Stammering

  • What is Stammering?

  • Stammering is the disruption of the flow and timing of speech. This can be heard as one or more of the following:

    • repetition of sounds, syllables or words (e.g. “w-w-w-when”)
    • sound prolongation (e.g. wwwwhen)
    • blocking on sounds - silent or audible (e.g w……hen)

    Stammering can be accompanied by secondary behaviours such as facial grimaces, head/body movements, physical tension, avoidance of sounds/words/situations or decreased overall communication.[i]
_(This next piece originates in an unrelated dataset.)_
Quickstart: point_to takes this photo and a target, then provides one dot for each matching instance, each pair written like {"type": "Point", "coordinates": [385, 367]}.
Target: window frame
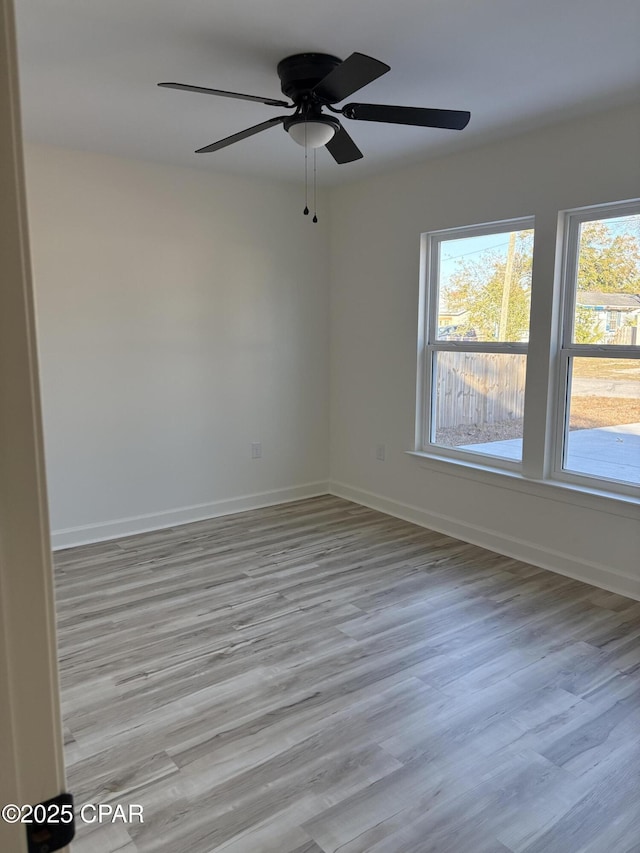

  • What Causes Stammering?

  • Emotional problems and parenting style do not cause stammering.[ii] It is an involuntary neuromotor disruption in the timing of the typically synchronised and sequential motor movements required for speech. 

    There is not one definite cause of stammering but the research base suggests that there is a strong genetic component in persistent stammerers.  Below are factors that contribute to the emergence of stammer:

  • Physiological:
    Recent evidence highlights the importance of genetics.[iii] Research suggests that 69% of stammerers reported a family history.[iv] There are known structural and functional neurological differences in children who stammer.[v]

     

    Linguistic:
    Children with either delayed or advanced language skills are known to be more vulnerable to stammering[vi] As well as those with mismatches in skills (e.g. a good vocabulary but poorer understanding).

     

    Temperament:
    There is a known link between emotionally reactive and sensitive temperaments in stammerers.[vii]

    Environmental: 
    These do not cause stammer but may exacerbate it in a child whose fluency is vulnerable. Environmental factors include communication partners, pace of life, emotional and/or social pressures.

  • What We Do to Help?

  • Our ultimate goal of therapy for individuals who stammer is to ensure they remain a confident communicator. For those who have already lost confidence we do our upmost best to support them in regaining this at their own pace.   

    We carry out a detailed case history to understand the individual we are working with and their situation as stammering can be a different experience for different people.  We also understand that stammering can vary across an individual’s life in accordance to their awareness and the environment. For example, a school aged child may develop awareness and this may impact on their stammer. Transitions and/or stressful periods such as exam times may also exacerbate stammer.  

    We are skilled with a range of therapeutic interventions to help individuals with stammer. Much of these follow the Social Model which looks at stammering as something that can be managed by education, mindset, environmental measures and acceptance.

    We are also familiar with a range of direct techniques. Some individuals may find these useful. However, research suggests that “each technique is one in a myriad of options in a field in which there is no clear best evidence-based way” [viii] There is also no evidence that changing breathing patterns actually helps people who stutter in the long term.[ix] Although some individuals find it useful to use breathing for relaxation prior to a speaking situation that may cause anxiety.

    What Can You Do to Help a Stammerer?

    1. Show them you’re listening – remain attentive
    2. Wait until they have finished
    3. Do not speak for them

    Words of A Stammerer 

    “Occasionally, a stutterer will turn up to therapy in a mindset in which they are not able to engage in therapy around their stutter; the session is not lost. You can still listen to the person in front of you and help them a little on their life journey.”

    Patrick Campbell, Co-Editor, Stammering Pride and Prejudice

     

     

     

  • [i] Coleman, C. (2013).SIGnatures: widening the treatment circle. Involving parents enhances treatment for children who stutter. So why not include the child’s siblings, friends, teachers and other communication partners? The ASHA Leader, 18, 54-56.
    [ii] RCSLT www.rcslt.org
    [iii] Kraft, S.J. & Yairi, E. (2012).Genetic bases of stuttering: the state of the art, 2011. Folia Phoniatrica et Logopaedica, 64, 34-47.
    [iv] Bloodstein, O. & Bernstein Ratner, N. (2008). A handbook on stuttering (6th Ed). Delmar Learning, Clifton Park, NY. Chang, S. E. (2014). Research Updates in Neuroimaging Studies of Children who Stutter. Seminars in Speech and Language, 35(2),67-79.
    [v]Chang, S.O., Garnett, E., Etchell, A. & Chow, H.M. (2018) Functional and Neuroanatomical Bases of Developmental Stuttering: Current Insights. The Neuroscientist. 25(6)566-582
    [vi] Watkins K. E. et al, (2007). Structural and functional abnormalities of the motor system in developmental stuttering. Brain 131(1), 50–59
    [vii] Jones, R.M. et al, (2014). Emotional reactivity and regulation associated with fluent and stuttered utterances of preschool-age children who stutter. Journal of Communication Disorders, 48, 38-51.
    [viii] Baxter, S. et al (2016) Non-pharmacological treatments for stuttering in children and adults: a systematic review and evaluation of clinical effectiveness, and exploration of barriers to successful outcomes. Health Technology Assessment (20.2)
    [ix] Professor J. Scott Yaruss (2021) It’s (almost) NEVER breathing in stuttering therapy.